Real-world software often falters in unpredictable ways after deployment. Teams typically spend weeks fixing bugs based on user feedback, a process that relies on engineers to translate those issues into product improvements. However, by leveraging advanced agentic capabilities like those found in Codex, coupled with robust evaluation infrastructure and direct access to domain experts, it’s now possible to build systems that self-improve.
Over six months, OpenAI engineers and researchers partnered with Thrive Holdings to develop Tax AI for Crete’s accounting firms. This system aims to streamline the preparation of complex tax returns, moving beyond a purely engineer-driven improvement cycle. Tax AI transforms real-world usage into actionable signals for autonomous enhancement.
The accounting firms processed tens of thousands of tax returns, involving millions of documents. For complex filings, data entry alone can consume eight hours per return, often complicated by messy data sources and manual calculations. Tax AI processed 7,000 returns in its pilot phase, automating significant portions of the 1040 and 1041 tax return preparation.

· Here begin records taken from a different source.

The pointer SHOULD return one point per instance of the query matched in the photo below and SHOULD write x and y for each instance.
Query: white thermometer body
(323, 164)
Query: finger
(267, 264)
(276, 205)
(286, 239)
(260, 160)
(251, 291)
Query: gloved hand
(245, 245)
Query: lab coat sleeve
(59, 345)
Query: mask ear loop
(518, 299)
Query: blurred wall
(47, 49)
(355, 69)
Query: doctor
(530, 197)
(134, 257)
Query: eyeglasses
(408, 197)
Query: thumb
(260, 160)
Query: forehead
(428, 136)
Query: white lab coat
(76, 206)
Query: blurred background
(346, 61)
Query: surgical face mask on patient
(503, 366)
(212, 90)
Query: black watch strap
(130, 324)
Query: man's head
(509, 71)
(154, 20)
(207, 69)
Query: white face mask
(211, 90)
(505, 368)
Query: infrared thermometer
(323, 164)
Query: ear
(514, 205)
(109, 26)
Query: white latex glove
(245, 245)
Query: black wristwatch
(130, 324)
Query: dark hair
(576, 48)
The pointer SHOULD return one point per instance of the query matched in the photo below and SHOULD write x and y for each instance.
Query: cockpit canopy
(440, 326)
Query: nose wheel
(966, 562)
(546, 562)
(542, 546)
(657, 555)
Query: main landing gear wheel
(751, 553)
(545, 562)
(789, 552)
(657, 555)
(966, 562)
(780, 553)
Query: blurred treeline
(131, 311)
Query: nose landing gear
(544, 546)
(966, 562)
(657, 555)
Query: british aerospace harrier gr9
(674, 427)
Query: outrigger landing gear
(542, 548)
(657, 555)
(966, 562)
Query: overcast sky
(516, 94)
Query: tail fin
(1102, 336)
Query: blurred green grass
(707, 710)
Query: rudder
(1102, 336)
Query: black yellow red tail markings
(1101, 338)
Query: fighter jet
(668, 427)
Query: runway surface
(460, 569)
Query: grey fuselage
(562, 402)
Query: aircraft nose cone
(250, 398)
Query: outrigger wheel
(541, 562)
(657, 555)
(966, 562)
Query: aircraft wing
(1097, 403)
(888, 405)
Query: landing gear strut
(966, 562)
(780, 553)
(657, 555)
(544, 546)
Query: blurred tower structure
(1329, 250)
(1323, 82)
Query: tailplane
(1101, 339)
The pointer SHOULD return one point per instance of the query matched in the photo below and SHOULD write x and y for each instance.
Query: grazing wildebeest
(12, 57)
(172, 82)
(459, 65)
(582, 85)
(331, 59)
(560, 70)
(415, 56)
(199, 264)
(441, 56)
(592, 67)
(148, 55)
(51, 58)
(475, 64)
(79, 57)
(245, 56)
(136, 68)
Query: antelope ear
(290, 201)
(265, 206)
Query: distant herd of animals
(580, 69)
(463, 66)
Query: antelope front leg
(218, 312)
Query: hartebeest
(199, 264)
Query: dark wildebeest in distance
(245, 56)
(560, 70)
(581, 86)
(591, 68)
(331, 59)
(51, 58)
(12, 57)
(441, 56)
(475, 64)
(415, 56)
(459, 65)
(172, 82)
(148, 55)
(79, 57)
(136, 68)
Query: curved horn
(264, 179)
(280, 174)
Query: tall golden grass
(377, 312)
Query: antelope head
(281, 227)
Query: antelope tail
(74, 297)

Crucially, Tax AI has demonstrably improved since its initial deployment. The system now saves practitioners about a third of their time, drafts returns with up to 97% accuracy, and increases throughput by approximately 50%.
Measurable Self-Improvement
Accuracy is measured by the percentage of returns completed correctly without subsequent correction. At launch, only 25% of returns achieved 75% correct field completion. Within six weeks, this figure rose to 86%, with even faster growth seen at 90% and 100% completion levels.